But something else created the atmosphere required for this pilgrimage: they are siblings, this summer, in a way they will never be again. Next year, Varya will go to the Catskills with her friend Aviva. Daniel will be immersed in the private rituals of the neighborhood boys, leaving Klara and Simon to their own devices. In 1969, though, they are still a unit, yoked as if it isn’t possible to be anything but.
‘I’ll do it,’ said Klara.
‘Me, too,’ Simon said.
‘So how do we get an appointment with her?’ asked Varya, who knew, by thirteen, that nothing comes for free. ‘What does she charge?’
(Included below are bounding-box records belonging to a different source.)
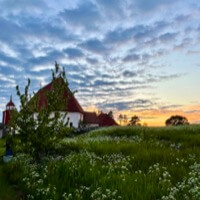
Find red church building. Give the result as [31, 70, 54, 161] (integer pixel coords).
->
[2, 96, 15, 135]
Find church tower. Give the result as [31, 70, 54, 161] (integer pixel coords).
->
[2, 96, 15, 135]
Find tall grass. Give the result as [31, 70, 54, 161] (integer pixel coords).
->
[5, 126, 200, 200]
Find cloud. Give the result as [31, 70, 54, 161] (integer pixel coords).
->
[97, 99, 153, 110]
[123, 54, 140, 62]
[80, 38, 108, 54]
[0, 0, 48, 15]
[60, 1, 101, 29]
[63, 48, 84, 59]
[135, 0, 174, 11]
[123, 70, 137, 78]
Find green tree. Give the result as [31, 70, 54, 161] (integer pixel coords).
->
[129, 115, 140, 126]
[11, 63, 69, 162]
[165, 115, 189, 126]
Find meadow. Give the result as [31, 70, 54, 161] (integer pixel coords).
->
[2, 125, 200, 200]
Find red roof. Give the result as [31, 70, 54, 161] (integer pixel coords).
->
[6, 99, 15, 107]
[36, 79, 84, 113]
[83, 112, 99, 124]
[98, 113, 118, 126]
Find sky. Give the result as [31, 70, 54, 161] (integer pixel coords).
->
[0, 0, 200, 126]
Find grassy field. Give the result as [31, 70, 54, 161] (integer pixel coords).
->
[2, 126, 200, 200]
[0, 139, 19, 200]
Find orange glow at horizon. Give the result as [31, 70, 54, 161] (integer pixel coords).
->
[85, 105, 200, 126]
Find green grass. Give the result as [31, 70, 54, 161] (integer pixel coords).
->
[0, 139, 20, 200]
[3, 125, 200, 200]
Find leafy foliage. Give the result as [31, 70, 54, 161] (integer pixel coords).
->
[165, 115, 189, 126]
[11, 63, 71, 161]
[129, 115, 140, 126]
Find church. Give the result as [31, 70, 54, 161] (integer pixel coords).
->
[2, 77, 118, 135]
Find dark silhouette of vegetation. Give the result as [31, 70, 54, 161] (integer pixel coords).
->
[10, 63, 69, 162]
[129, 115, 140, 126]
[165, 115, 189, 126]
[118, 114, 128, 125]
[108, 110, 114, 119]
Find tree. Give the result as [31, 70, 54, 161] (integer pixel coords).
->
[129, 115, 140, 126]
[108, 110, 114, 119]
[123, 115, 128, 125]
[118, 114, 124, 125]
[11, 63, 68, 162]
[165, 115, 189, 126]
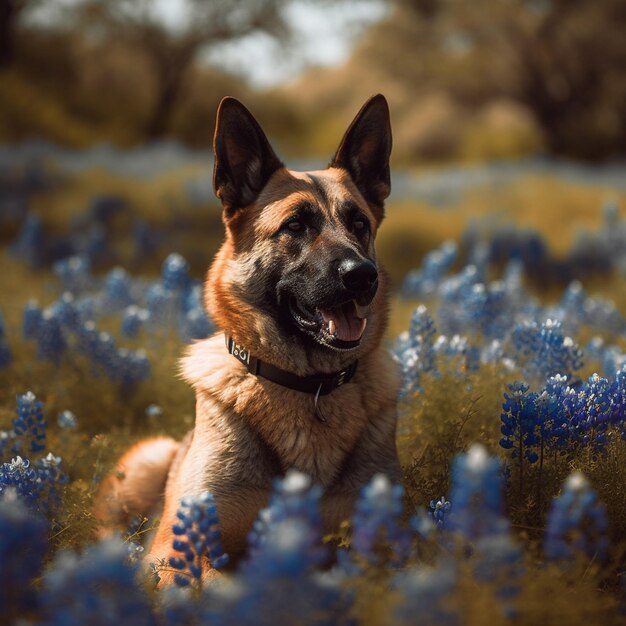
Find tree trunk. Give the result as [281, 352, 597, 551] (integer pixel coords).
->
[146, 73, 182, 140]
[0, 0, 18, 69]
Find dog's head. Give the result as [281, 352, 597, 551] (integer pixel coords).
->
[206, 95, 391, 370]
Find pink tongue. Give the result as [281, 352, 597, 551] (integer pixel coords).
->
[321, 305, 367, 341]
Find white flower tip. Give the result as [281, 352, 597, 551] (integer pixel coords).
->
[283, 470, 311, 493]
[467, 443, 489, 471]
[565, 471, 589, 491]
[371, 474, 391, 495]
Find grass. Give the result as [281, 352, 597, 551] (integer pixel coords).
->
[0, 160, 626, 624]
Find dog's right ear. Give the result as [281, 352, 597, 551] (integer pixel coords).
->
[213, 97, 283, 215]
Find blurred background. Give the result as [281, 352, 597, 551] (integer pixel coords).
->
[0, 0, 626, 165]
[0, 0, 626, 596]
[0, 0, 626, 281]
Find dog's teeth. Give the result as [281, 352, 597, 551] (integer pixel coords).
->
[354, 300, 367, 319]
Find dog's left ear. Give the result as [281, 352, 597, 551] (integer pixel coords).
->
[213, 97, 283, 216]
[330, 94, 391, 219]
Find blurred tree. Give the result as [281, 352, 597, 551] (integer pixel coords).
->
[76, 0, 286, 139]
[357, 0, 626, 159]
[0, 0, 38, 68]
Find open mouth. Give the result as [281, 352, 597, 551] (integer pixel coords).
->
[289, 296, 369, 350]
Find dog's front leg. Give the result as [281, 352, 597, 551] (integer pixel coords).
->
[147, 485, 269, 586]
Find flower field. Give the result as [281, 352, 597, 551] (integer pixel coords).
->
[0, 144, 626, 626]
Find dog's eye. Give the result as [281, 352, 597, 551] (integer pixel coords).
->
[352, 217, 369, 233]
[283, 220, 305, 233]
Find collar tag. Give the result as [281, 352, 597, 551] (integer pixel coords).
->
[228, 337, 250, 365]
[225, 335, 358, 394]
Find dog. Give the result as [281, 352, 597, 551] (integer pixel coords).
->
[95, 95, 400, 583]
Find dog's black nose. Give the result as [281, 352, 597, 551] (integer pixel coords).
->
[339, 259, 378, 294]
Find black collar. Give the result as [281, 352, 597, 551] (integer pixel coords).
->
[226, 335, 358, 401]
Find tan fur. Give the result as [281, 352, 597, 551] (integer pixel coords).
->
[96, 96, 400, 582]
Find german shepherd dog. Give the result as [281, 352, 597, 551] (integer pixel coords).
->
[95, 95, 400, 582]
Daniel frowned. ‘I’ll find out.’
So this is how it started: as a secret, a challenge, a fire escape they used to dodge the hulking mass of their mother, who demanded that they hang laundry or get the goddamn cat out of the stovepipe whenever she found them lounging in the bunk room. The Gold children asked around. The owner of a magic shop in Chinatown had heard of the woman on Hester Street. She was a nomad, he told Klara, traveling around the country, doing her work. Before Klara left, the owner held up one finger, disappeared into a back aisle, and returned with a large, square tome called The Book of Divination. Its cover showed twelve open eyes surrounded by symbols. Klara paid sixty-five cents and hugged it on the walk home.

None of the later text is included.